Diz-se com frequência que as civilizações nascem estóicas e morrem hedonistas.
Não sendo fatalista e não subscrevendo filosofias da história de matriz especulativa, não deixo contudo de captar o alcance da coisa: arché, anabasis, acme & paracme em ciclos e epicilos intermináveis até à consumação dos tempos, eis o que poderia presentear-nos com uma exoneração determinista global – se ao menos crêssemos nela.
Vejo chegado o momento dos "rois fainéants", aquele ocaso merovíngio que justificou a chegada dos paladinos carolíngios, e, ironia do destino, aquele ocaso carolíngio que, em Louis V, abriria por sua vez o caminho aos Capetos.

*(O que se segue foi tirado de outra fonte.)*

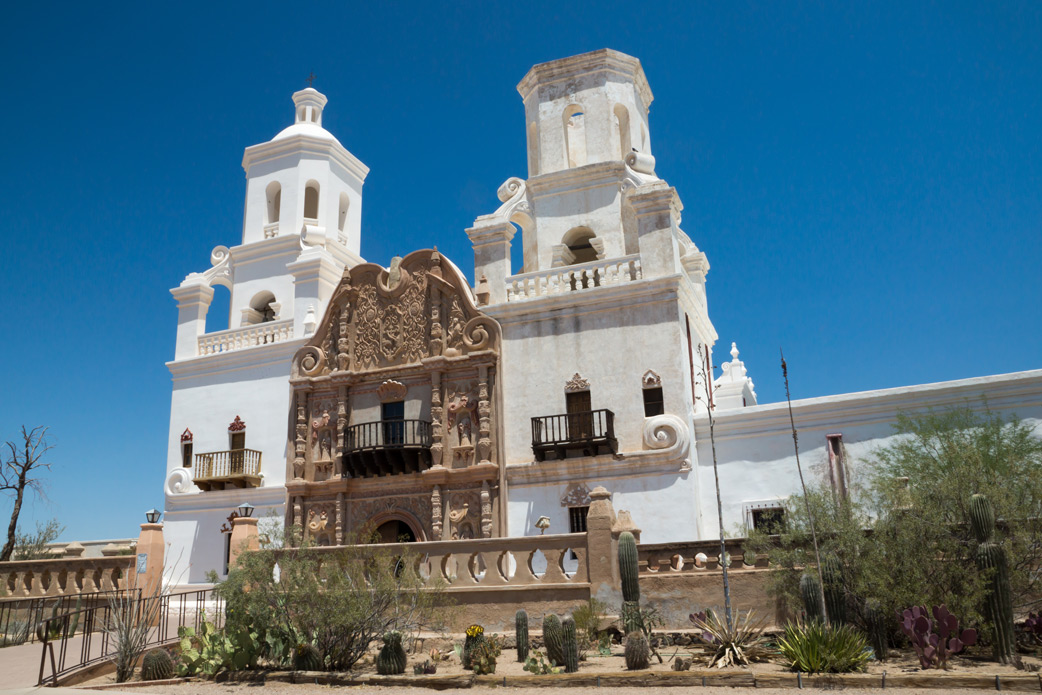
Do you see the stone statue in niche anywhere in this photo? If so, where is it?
[449,394,477,446]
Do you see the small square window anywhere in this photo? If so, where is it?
[644,387,666,418]
[752,506,785,536]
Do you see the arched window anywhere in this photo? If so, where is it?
[337,193,351,231]
[304,181,319,220]
[249,291,280,324]
[615,104,632,159]
[265,181,282,224]
[563,227,597,265]
[565,104,586,167]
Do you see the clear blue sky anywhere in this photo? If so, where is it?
[0,1,1042,539]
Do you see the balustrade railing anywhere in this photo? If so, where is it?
[199,319,293,355]
[506,253,643,302]
[304,533,590,591]
[193,449,261,485]
[0,555,134,598]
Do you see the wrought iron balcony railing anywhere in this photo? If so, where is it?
[531,409,618,461]
[344,420,431,477]
[192,449,261,491]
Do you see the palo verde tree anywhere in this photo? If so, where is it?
[0,425,52,562]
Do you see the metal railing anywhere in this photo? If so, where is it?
[192,449,261,481]
[345,420,431,453]
[38,589,224,685]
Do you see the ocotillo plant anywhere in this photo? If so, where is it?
[514,609,528,664]
[970,495,1016,664]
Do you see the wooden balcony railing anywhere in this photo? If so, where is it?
[344,420,431,477]
[193,449,261,492]
[531,409,619,461]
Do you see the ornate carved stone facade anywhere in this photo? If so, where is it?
[287,250,502,544]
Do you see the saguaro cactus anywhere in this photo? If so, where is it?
[376,630,406,675]
[821,553,846,625]
[561,616,579,673]
[514,609,528,664]
[970,495,1016,664]
[799,574,825,621]
[543,613,565,666]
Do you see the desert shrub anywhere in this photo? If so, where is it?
[218,529,447,671]
[777,620,872,673]
[691,611,768,668]
[747,405,1042,635]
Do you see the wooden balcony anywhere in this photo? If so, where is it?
[531,409,619,461]
[192,449,261,492]
[344,420,431,478]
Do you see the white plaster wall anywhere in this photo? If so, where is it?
[490,295,691,463]
[696,370,1042,539]
[506,471,698,543]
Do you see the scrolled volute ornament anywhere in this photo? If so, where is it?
[296,345,325,376]
[463,316,495,350]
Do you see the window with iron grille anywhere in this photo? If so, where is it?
[568,506,590,533]
[644,387,666,418]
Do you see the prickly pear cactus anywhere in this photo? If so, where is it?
[293,643,323,671]
[799,573,825,622]
[619,531,641,601]
[821,553,846,625]
[376,630,405,675]
[561,616,579,673]
[625,632,651,671]
[514,609,528,664]
[141,649,174,680]
[543,613,565,666]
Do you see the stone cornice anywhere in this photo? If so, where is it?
[695,369,1042,441]
[518,48,654,109]
[243,134,369,181]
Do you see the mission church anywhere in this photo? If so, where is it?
[165,50,1042,585]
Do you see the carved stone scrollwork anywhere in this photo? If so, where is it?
[376,379,407,403]
[297,345,325,376]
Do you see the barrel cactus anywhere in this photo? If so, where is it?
[514,609,528,664]
[293,643,323,671]
[865,598,887,662]
[625,631,651,671]
[561,616,579,673]
[799,574,825,621]
[970,495,1016,664]
[619,531,641,601]
[543,613,565,666]
[821,553,846,625]
[141,649,174,680]
[376,630,405,675]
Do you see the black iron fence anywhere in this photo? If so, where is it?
[33,589,224,685]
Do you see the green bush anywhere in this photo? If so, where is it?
[778,620,872,673]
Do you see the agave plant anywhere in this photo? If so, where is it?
[691,611,768,669]
[778,620,872,673]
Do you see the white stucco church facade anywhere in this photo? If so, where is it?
[165,50,1042,584]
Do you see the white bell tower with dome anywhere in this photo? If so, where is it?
[165,86,369,584]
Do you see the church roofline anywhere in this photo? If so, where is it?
[518,48,654,109]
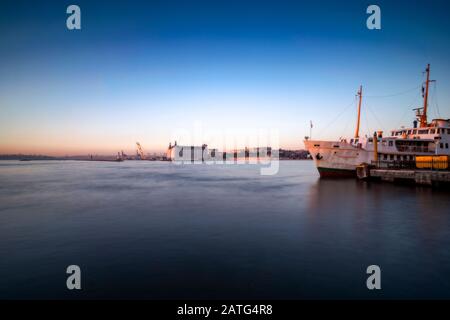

A inépcia e a indolência campeiam uma vez mais, a tornarem tentadores o paralelismo histórico e a esperança messiânica que nele se contém – a abrirem caminho aos escapismos morais que invadem o vácuo do abandono da virtude cívica e do ideal da "vita activa". O mesmo desencanto, o mesmo desrespeito, a mesma repulsa difusamente expressos da parte dos súbditos, a mesma indolência ostensiva e o mesmo alheamento da parte dos monarcas, a mesma avidez hedonista arvorada em princípio de vida e de governação, a mesma acrasia – todos os traços se repetem, em corroboração de que nada há de novo debaixo do Sol.
Por mim, aplaudo o hedonismo e vejo na proliferação do desrespeito uma oportunidade de libertação e de emancipação. Talvez os tempos sejam de desencanto maduro, tempo de as reses se tresmalharem porque descobriram que o melhor pastor é aquele que dorme – e ao dormir, e porque dorme, faz acordar o rebanho.
Um "roi fainéant" é o desastre monárquico que dá uma oportunidade à república, tal como um presidente inábil, inepto e apático pode ser o desastre do regime – mas é uma bênção moral para as pessoas de bem que querem ser deixadas em paz pela grande doença da "política" e querem experimentar num outro registo as vantagens do civismo. Mantenhamos a fé.